Une fameuse galopade succède à une fausse fin, puis ils enchaînent sur 'The Vault' , la sinistre histoire d'un flambeur, quitté par femme et enfants, qui se trouve dans la merde.
'Rag & bone' sous forme de singalong jazzy présente un fond klezmer, le banjo caracole à l'aise, la basse tient le cap, Sophie assure les backings tout en essorant le petit linge.
La Bretagne est une terre de corsaires, pirates et flibustiers, on a pensé à vous et on propose deux chansons de pirates: ' Billy be bold' ( non, Billy n'est pas chauve), un morceau qui peut évoquer certains titres de Simon Scardanelli, puis on quitte Billy le trousseur de jupons, pour visiter 'The Smuggler' s cavern' , en profitant de l'absence d'Ali Baba.
Un swing sauvage pour foutre le bordel dans la grotte, ça remue ferme à tes côtés, Ginette ( 59 printemps) , notamment, a retrouvé ses guibolles de gamine et se démène comme une gitane sans filtre.
Le propos de 'Farewell Honey' est moins drôle, les violences conjugales existent de l'autre côté de l'Atlantique aussi et même si des ricanements gras accompagnent le chant en harmonie, le titre interpelle.

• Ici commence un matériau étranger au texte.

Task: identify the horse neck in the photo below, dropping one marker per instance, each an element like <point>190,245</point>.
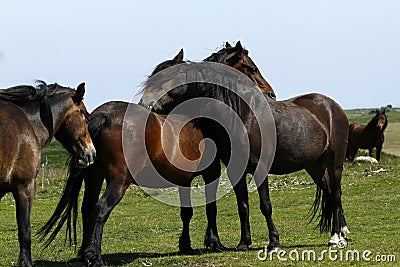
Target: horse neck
<point>42,133</point>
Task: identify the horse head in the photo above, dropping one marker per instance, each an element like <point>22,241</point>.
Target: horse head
<point>237,57</point>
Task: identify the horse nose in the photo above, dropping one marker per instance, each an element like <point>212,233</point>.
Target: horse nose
<point>150,105</point>
<point>88,157</point>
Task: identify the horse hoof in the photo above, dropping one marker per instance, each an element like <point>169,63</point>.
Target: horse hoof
<point>345,230</point>
<point>185,250</point>
<point>242,247</point>
<point>216,246</point>
<point>274,249</point>
<point>337,241</point>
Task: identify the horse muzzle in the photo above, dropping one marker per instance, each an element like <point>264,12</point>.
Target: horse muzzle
<point>88,156</point>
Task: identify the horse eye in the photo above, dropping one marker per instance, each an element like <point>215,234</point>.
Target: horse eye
<point>252,70</point>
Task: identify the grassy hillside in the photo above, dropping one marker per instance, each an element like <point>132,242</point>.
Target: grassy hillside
<point>143,231</point>
<point>364,115</point>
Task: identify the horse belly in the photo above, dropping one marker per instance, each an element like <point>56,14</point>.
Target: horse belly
<point>19,151</point>
<point>298,148</point>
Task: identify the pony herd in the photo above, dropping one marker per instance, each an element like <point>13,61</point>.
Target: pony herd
<point>31,116</point>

Après ce remue-ménage, il nous faut du rhum.
Shot, shot, shot, trois shots arrivés par bateau aboutissent sur scène ils sont vite engloutis, cul sec!

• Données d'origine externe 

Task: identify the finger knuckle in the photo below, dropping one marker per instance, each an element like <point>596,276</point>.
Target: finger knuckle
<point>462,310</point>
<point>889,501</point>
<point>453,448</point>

Le Barbe, êtes-vous ready pour une line-dance?
Faut jamais demander ça à un Breton, la danse il l'a dans les veines.
Voici ' Caroline', une frangine à MC Solaar, Kove, la meneuse de revue, donne le signal, Ginette embraye et entraîne Bénédicte dans son sillage, piquée au vif, Régine, coincée sur un tabouret, en voyant Sophie se joindre aux ballerines, se dit, je peux danser la gigue même avec une béquille.

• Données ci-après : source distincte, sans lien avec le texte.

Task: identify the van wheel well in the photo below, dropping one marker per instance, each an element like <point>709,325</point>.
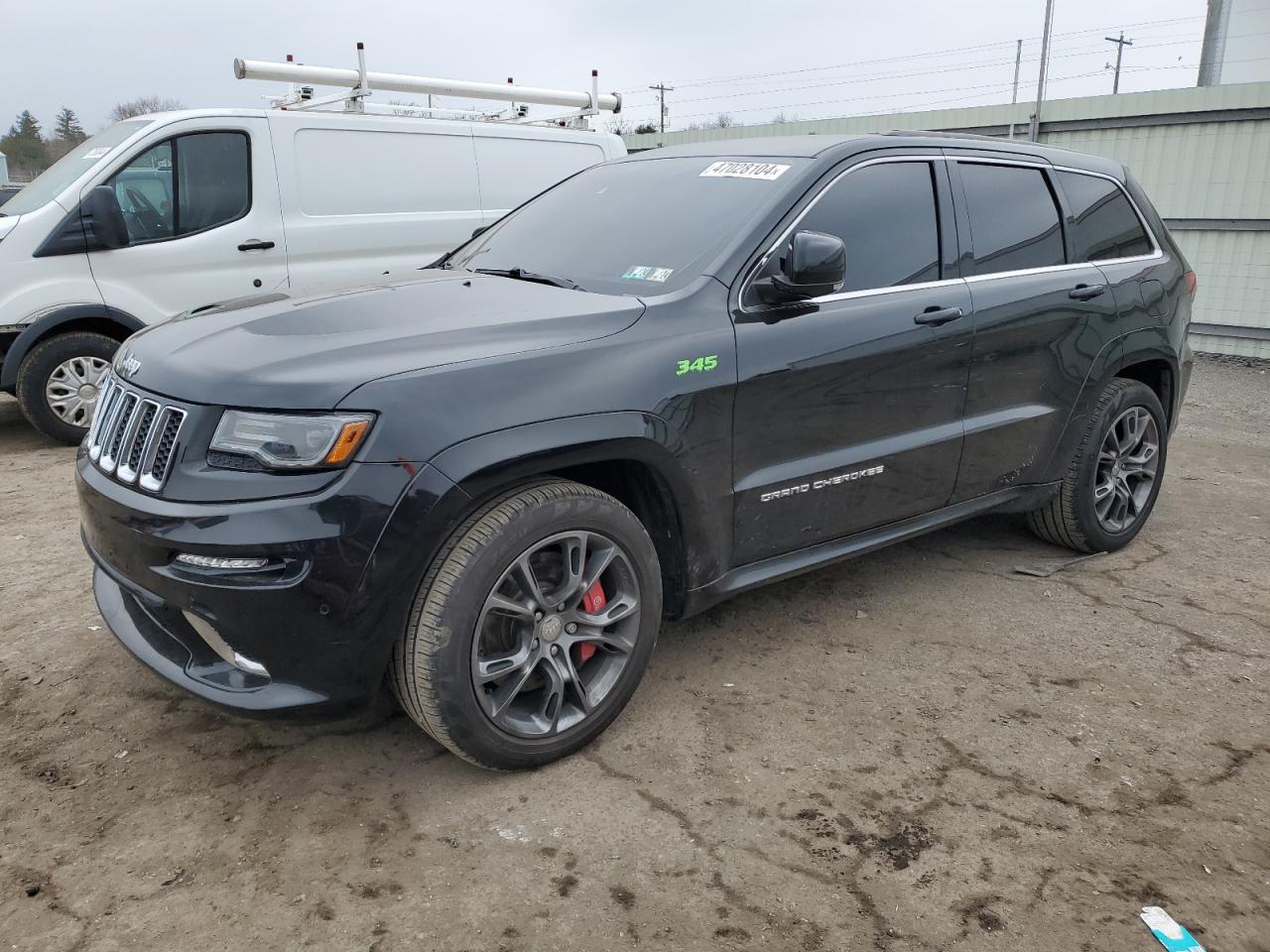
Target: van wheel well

Lève-toi et danse, a dit Jésus!
En rejoignant ses copains, Sophie renverse le demi qui dormait près du micro, marde ( = caca) a -t-elle proféré.
Yeehah, au galop, Messala, voici 'Rambling man', pas celui des Allman Brothers, car Josh compose tout lui-même.
Kove, rejoins-nous, je te refile la machine à laver, vais jouer de l'accordéon!
Si vous êtes sages il vous interprétera un rigodon, plus tard.
Là on vous joue ' Sing along' au refrain joyeux...Oh, no, I don't want to die alone... plus Tom Waits que nature!
Une suite magique succède à l'enterrement, ' Hell's gate 1 & 2', une valse tzigane, chantée d'un timbre trafiqué.
La sonnette d'alarme est tirée par Sophie, car Kove n'a que deux mains.
Après un ultime virage kazatchok, la dernière tirade est annoncée ' Top of the world', un petit rhum avant de s'y atteler.
Du haut de l'Everest, le monde est beau.
Ambiance carnaval à Pâques au Barbe, un bis s'impose!
'Old man' , ce n'est pas le vieillard de Neil Young, mais l'atmosphère est la même, une belle chanson!
Et comme point d'orgue , un mash-up improbable, ' Seven Nation Army' / Pump up the jam' ( Technotronic).
Make my day, il a dit, la formule est parfaite!
Quoi?
Le rigodon, ah, oui, attaque, Kove!
...S ′il s'en revient d'l′étable c ′est pour manger d'la marde...
Quoi, tu ne connais pas Ti-Jo Monfarlo, quelle lacune dans ta culture!